Is Alaska’s culture in the past or is it a parallel universe?
Can you run the state with podcasters?
Stephanie was born and raised in Minneapolis. She wanted to go away and go to school and went to North Carolina for college. Because of how different it was in North Carolina she was inspired to travel and see other places. Besides the weather, she thought the racial divisions were very different. In college black kids and white kids still sat on other sides of the cafeteria in the late 90s. Kids were still being bussed to school there. The girls went to debutante balls.
Stephanie went to school on an army scholarship.

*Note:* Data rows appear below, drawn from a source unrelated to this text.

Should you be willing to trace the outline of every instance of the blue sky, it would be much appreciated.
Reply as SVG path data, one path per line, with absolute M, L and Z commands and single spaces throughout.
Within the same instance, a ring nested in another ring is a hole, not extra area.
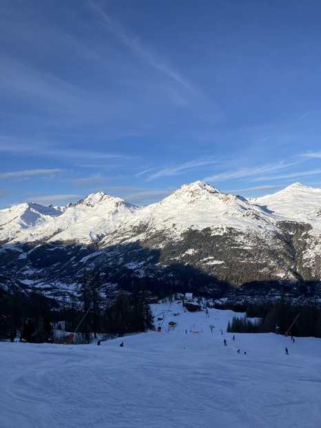
M 0 207 L 321 187 L 319 0 L 2 0 Z

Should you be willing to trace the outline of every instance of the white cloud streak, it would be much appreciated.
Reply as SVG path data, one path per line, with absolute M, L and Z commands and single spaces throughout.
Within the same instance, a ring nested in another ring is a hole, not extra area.
M 147 181 L 154 180 L 159 177 L 168 176 L 172 175 L 178 175 L 182 174 L 184 171 L 196 168 L 206 165 L 211 165 L 217 163 L 217 161 L 191 161 L 181 165 L 174 165 L 172 166 L 165 167 L 158 172 L 148 177 Z
M 52 175 L 63 172 L 63 170 L 25 170 L 24 171 L 13 171 L 12 172 L 2 172 L 0 179 L 28 179 L 35 175 Z
M 253 177 L 253 176 L 258 176 L 262 173 L 272 174 L 272 173 L 276 172 L 276 171 L 285 170 L 296 164 L 296 163 L 280 163 L 276 165 L 269 164 L 269 165 L 266 165 L 264 166 L 256 167 L 239 168 L 236 171 L 233 171 L 233 172 L 228 171 L 225 172 L 222 172 L 220 174 L 216 174 L 215 175 L 207 176 L 204 179 L 204 181 L 218 182 L 218 181 L 224 181 L 225 180 Z M 261 179 L 260 178 L 260 179 Z
M 92 10 L 101 17 L 104 26 L 108 31 L 114 34 L 123 45 L 129 48 L 136 57 L 142 59 L 145 63 L 174 79 L 189 91 L 196 92 L 194 88 L 183 77 L 165 63 L 155 52 L 152 52 L 146 47 L 143 46 L 136 37 L 129 35 L 119 23 L 112 19 L 96 3 L 88 0 L 88 4 Z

She got her private pilots license in high school but didn’t fly in college. Her dad sold weather computers and he traded a computer to a flight school for pilot lessons for him and his kids.

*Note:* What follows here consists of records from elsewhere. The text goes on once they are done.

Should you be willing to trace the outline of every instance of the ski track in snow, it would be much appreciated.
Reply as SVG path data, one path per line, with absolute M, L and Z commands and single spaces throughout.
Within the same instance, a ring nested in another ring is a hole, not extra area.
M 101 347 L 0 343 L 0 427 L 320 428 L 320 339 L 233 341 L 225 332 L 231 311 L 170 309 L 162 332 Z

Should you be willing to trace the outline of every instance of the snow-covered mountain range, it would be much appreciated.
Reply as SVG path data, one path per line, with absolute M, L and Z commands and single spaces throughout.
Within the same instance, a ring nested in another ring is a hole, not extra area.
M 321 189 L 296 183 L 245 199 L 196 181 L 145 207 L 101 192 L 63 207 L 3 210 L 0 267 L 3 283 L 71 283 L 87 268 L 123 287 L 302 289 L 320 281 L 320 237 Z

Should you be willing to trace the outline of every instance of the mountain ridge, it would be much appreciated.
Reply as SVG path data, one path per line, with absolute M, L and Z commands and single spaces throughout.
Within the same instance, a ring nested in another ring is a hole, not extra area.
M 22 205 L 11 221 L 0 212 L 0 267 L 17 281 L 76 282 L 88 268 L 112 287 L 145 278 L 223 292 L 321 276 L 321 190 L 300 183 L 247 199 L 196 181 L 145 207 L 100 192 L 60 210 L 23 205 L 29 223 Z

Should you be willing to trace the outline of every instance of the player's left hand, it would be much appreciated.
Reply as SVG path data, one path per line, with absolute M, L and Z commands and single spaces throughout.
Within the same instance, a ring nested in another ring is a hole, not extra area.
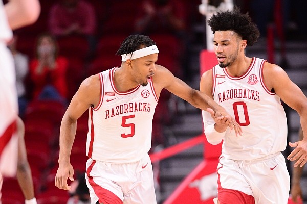
M 289 142 L 289 144 L 291 147 L 295 148 L 288 156 L 287 159 L 291 161 L 297 160 L 293 166 L 296 167 L 299 165 L 302 167 L 307 162 L 307 141 L 301 140 L 293 143 Z

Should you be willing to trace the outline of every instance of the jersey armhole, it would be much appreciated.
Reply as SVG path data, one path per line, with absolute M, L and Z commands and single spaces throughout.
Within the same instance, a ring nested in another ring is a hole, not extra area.
M 93 107 L 93 110 L 94 111 L 98 111 L 101 106 L 102 101 L 103 101 L 103 95 L 104 93 L 103 87 L 103 77 L 102 76 L 102 73 L 100 72 L 98 74 L 99 76 L 99 81 L 100 82 L 100 100 L 99 101 L 99 103 L 97 105 L 97 107 Z
M 212 96 L 214 95 L 215 92 L 215 67 L 212 67 Z
M 276 93 L 272 92 L 270 90 L 269 90 L 269 89 L 268 88 L 268 87 L 267 87 L 267 86 L 266 86 L 266 84 L 265 84 L 265 80 L 264 79 L 264 67 L 265 66 L 265 63 L 266 61 L 267 61 L 265 60 L 262 60 L 262 62 L 261 62 L 261 64 L 260 65 L 260 73 L 259 74 L 260 76 L 260 81 L 261 82 L 261 84 L 262 87 L 264 88 L 264 89 L 265 89 L 265 90 L 267 92 L 267 93 L 268 93 L 270 95 L 275 95 L 275 94 L 276 94 Z

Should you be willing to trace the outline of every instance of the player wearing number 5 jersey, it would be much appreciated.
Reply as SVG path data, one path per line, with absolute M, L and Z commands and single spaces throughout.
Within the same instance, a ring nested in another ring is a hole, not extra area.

She blew her back out snowboarding before the end of college and didn’t have to go into the army. All of her peers went to Iraq - she was glad she didn’t have to go. She then got a job as a bus driver and did the goldmine and became a pilot.
Stephanie’s first pilot job was with Smokey Bay air in Homer flying mail and people and things to and from Seldovia, Port Graham and Nanwalek. Did that for a few years then bought a float plane in Minnesota and flew it up to Homer. Then worked for Stellar Air and started her own business four years ago.
Everything becomes a job at some point no matter what you do. It’s really cool to be a connection to those communities. You see the same people over and over and become a part of their life. You take people to the doctor. You take pregnant women to have a baby and then take them back home. Take pets to the vet and deliver pizza. You don’t just bring cargo, you’re truly a taxi. Everything you’d put in the minivan in the lower 48 you put in a Cessna here.
The weirdest thing Stephanie ever delivered was an eagle in a crate.
The advantage of float planes is they give you access to tons of places. It’s also the most fun parts of planes and boats combined. When Stephanie took a float plane lesson the first time she just loved it.
The biggest differences are mostly in takeoff and landing and taxing around on the water.
Stephanie has had a lot of run in with wildlife. Had to jump a bear once in a plane and almost hit a swimming moose.
Stephanie sees a lot of bears - almost everyday in the summer - because she does bear guides in Katmai in the summer. There’s a controversy whether to name the bears or not.
Surprisingly there are no bear guiding licenses. We can only see the bears at Katmai because we don’t feed them.
Most people get surprisingly complacent about bears. Photographers tend to be especially complacent to get a great picture.
Large human populations don’t mix well with salmon and bears.
Stephanie explores and creates some trips and others are pretty standard. One trip she created was trips to go see walrus haul out in Bristol Bay. Last year the haul out moved. The fishermen and the biologists know where they are.
Walrus are actually bigger than bears. But you have to be careful because they will spook easily and trample each other.
The haulout is very loud and they stink. There’s anywhere from a few hundred to thousands of animals. Walrus change color. When they come out of the water and they’re cold they’re pink.
She also takes people flying over volcanoes and the Pacific ring of fire, harding ice fields, and Kenai Fjords.
Some of Stephanie’s favorite clients are the Alaskans who plan more creative hunting or hiking trips.
There’s a new big trend of people who want to see all the national parks. These tourists have a passport and want to stamp it for all the parks.